Las vacaciones de Mr. Bean: Rowan Atkinson pasa las vacaciones en Francia

Rowan Atkinson en Las vacaciones de Mr. Bean

El personaje de Mr. Bean no le ha dado más que alegrías a Rowan Atkinson, desde su serie (que ya tiene unos añitos) a sus dos películas, que no hacen más que extender un montón de minutos los típicos episodios de la serie. De ese modo, cualquier fan de las meteduras de pata de este personaje inglés, se lo pasará genial con las vacaciones de Mr. Bean en territorio francés. Sin embargo, tras casi dos horas de continuos gags, puede que hasta los más acérrimos fans de Rowan Atkinson se harten de tanta gracieta.

Y es que Mr. Bean se pasa toda la película haciendo tonterías con todas las características típicas de Francia. Su viaje a la Costa Azul y a Cannes se vuelve un auténtico viaje caótico en donde se meterá en todo tipo de problemas. El argumento es bien sencillo: Mr. Bean, ese personaje extravagante inglés que va a todas partes con su osito de peluche y pone caras extrañas, se encuentra con un niño, que debe devolvérselo a su padre, el director de cine Carson Clay (Willem Dafoe), con el que se encontrará en Cannes, en el prestigioso festival de cine.

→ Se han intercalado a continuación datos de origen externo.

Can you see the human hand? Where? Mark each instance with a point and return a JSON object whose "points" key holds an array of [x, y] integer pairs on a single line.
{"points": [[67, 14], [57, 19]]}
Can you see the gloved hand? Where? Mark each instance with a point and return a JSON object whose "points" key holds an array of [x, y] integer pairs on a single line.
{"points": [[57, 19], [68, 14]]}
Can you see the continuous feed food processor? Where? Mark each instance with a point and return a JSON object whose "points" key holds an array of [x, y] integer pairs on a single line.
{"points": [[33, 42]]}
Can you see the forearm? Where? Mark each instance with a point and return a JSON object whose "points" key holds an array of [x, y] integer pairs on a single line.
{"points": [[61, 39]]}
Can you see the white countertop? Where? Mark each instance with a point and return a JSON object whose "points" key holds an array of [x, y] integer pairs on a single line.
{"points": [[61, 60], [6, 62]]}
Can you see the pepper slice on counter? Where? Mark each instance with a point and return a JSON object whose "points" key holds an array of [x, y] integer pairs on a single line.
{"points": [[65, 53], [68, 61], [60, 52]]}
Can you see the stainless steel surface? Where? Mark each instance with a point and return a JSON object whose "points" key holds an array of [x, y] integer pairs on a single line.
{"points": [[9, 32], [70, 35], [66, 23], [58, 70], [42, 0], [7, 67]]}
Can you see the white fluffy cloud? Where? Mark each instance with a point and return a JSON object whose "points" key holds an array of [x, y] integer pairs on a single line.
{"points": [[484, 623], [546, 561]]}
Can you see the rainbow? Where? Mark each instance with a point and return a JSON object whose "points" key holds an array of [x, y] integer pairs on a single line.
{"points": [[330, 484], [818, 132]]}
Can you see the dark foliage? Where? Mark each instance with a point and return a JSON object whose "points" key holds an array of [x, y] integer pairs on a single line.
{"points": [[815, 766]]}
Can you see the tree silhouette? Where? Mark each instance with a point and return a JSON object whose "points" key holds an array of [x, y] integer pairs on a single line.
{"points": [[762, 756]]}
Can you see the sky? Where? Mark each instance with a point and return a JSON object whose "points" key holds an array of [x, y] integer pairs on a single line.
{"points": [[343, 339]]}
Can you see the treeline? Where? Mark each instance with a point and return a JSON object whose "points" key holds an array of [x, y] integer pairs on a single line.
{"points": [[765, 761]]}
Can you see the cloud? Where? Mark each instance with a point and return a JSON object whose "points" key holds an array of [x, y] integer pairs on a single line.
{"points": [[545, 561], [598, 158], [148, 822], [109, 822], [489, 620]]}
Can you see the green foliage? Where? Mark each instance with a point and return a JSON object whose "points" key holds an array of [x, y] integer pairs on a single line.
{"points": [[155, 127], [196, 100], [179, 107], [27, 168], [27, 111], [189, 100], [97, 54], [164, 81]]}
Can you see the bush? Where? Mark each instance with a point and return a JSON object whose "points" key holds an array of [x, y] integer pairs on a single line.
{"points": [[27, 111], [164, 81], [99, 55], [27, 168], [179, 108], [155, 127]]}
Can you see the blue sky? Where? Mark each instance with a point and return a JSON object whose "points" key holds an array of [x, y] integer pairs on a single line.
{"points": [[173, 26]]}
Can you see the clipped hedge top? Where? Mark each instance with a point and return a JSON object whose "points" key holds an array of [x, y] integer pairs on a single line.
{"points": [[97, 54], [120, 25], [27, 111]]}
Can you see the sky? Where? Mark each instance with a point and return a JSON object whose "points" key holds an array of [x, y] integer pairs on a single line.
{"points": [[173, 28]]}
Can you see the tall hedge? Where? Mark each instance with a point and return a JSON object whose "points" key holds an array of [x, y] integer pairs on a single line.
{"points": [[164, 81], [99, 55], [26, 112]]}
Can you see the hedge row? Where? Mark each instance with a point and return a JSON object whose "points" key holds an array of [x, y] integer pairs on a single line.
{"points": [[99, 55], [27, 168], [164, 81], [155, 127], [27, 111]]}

Como vemos, el argumento es tan sólo una excusa con la que hacer que Mr. Bean recorra tierras galas, al igual que en la primera parte, Bean – The Ultimate Disaster Movie, que en nuestro país la titularon como Bean, lo último en cine catastrófico, una película de 1997. En esta primera película, Mr. Bean era un vigilante de la Royal National Gallery que sus jefes mandaban a Estados Unidos con el fin de deshacerse de él, y acababan mostrándonos una película en donde Mr. Bean se mofaba de todas las costumbres y tópicos norteamericanos. En esta, ocurre lo mismo, pero en lugar de ironizar sobre los estadounidenses, lo hace de los franceses.